Life Saving Victoria (LSV) have marked International Women’s Day with a special breakfast on 3 March to celebrate the important contributions of women in the Victorian lifesaving movement over the past 125 years.
While attendees heard from keynote speakers Victoria Police Superintendent Janet Stevenson and Ovarian Cancer Research Foundation Chief Executive Officer Lucinda Nolan on the ground, the Westpac Lifesaver Rescue Helicopter Service took to the skies, specially wrapped in pink for the occasion.
Under the watchful eye of the helicopter, an all-female LSV crew performed a mock rescue to showcase the strength and expertise of LSV’s female volunteers.
With a 50:50 membership of male and female volunteers at LSV, LSV Director Membership and Leadership Development Angela Malan said she was proud to know that on any given patrol day in Victoria, a woman was just as likely to perform a prevention, first aid or rescue as a man.
“It is important for LSV to celebrate what we have achieved and the champions of change both women and male who have supported us to have such a strong membership,” Ms Malan said.
The 50:50 membership is also reflected at the highest level within LSV, with the organisation being led by a majority female (55 per cent) board.
“To me, it feels normal to serve on a majority female board,” Ms Malan said. “It is representative of our members and of society, everyone at LSV has an opportunity to represent our members on our board.”
The 2021 theme for International Women’s Day was #ChooseToChallenge, encouraging both female and male allies to call out gender inequality or bias when they see it.

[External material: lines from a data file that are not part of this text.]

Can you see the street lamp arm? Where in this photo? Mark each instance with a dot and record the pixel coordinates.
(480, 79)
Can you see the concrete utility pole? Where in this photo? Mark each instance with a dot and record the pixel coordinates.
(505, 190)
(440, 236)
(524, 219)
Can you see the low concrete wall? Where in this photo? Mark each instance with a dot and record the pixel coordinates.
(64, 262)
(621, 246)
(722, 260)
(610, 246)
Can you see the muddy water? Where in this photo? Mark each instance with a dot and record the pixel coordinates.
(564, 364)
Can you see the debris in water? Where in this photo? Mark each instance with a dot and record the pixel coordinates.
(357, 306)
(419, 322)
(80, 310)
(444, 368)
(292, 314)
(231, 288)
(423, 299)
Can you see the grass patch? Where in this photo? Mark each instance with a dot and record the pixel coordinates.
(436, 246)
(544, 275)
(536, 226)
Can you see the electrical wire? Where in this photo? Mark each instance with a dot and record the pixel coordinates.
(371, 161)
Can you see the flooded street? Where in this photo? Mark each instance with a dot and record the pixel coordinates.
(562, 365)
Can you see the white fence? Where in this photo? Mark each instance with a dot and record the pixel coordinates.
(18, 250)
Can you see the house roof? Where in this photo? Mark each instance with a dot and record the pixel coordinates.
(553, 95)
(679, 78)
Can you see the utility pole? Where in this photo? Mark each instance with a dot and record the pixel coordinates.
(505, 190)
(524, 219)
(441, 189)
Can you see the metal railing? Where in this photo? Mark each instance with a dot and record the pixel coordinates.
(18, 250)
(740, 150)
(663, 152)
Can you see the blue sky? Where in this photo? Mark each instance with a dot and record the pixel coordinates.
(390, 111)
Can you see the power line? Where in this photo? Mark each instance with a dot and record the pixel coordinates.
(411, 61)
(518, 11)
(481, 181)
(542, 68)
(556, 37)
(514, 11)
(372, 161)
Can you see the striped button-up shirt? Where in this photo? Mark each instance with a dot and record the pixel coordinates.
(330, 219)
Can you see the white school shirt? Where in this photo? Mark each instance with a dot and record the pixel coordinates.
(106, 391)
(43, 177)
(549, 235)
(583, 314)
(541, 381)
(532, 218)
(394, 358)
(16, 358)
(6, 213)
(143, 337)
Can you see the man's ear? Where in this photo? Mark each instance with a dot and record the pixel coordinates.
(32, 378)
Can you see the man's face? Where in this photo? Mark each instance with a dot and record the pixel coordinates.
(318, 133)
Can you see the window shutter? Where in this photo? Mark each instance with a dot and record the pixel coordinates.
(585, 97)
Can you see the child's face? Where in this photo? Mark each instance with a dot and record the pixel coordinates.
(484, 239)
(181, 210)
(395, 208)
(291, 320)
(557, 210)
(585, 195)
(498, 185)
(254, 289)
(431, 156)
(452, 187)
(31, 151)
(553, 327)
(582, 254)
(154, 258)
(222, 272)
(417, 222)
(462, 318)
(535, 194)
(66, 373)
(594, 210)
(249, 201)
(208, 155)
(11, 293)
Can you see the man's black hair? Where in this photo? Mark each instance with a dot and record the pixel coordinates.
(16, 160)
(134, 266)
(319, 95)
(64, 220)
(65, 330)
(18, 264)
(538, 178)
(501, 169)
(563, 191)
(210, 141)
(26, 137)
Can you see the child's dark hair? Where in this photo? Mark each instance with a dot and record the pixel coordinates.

While Ms Malan is proud of the positive steps towards equality within LSV, she recognised what still needs to be done to continue the journey to a more equal organisation.
“You can’t be what you can’t see, so we need to continue supporting our female mentors and offering opportunities for our younger female members to grow,” she said.
“We are proud to have many female leaders within clubs in senior positions like club captains, chief instructors and chief lifeguards, but the number of female presidents is still not representative across the state.
“We need to continue encouraging people to step up into these roles and supporting women to rise through the ranks.”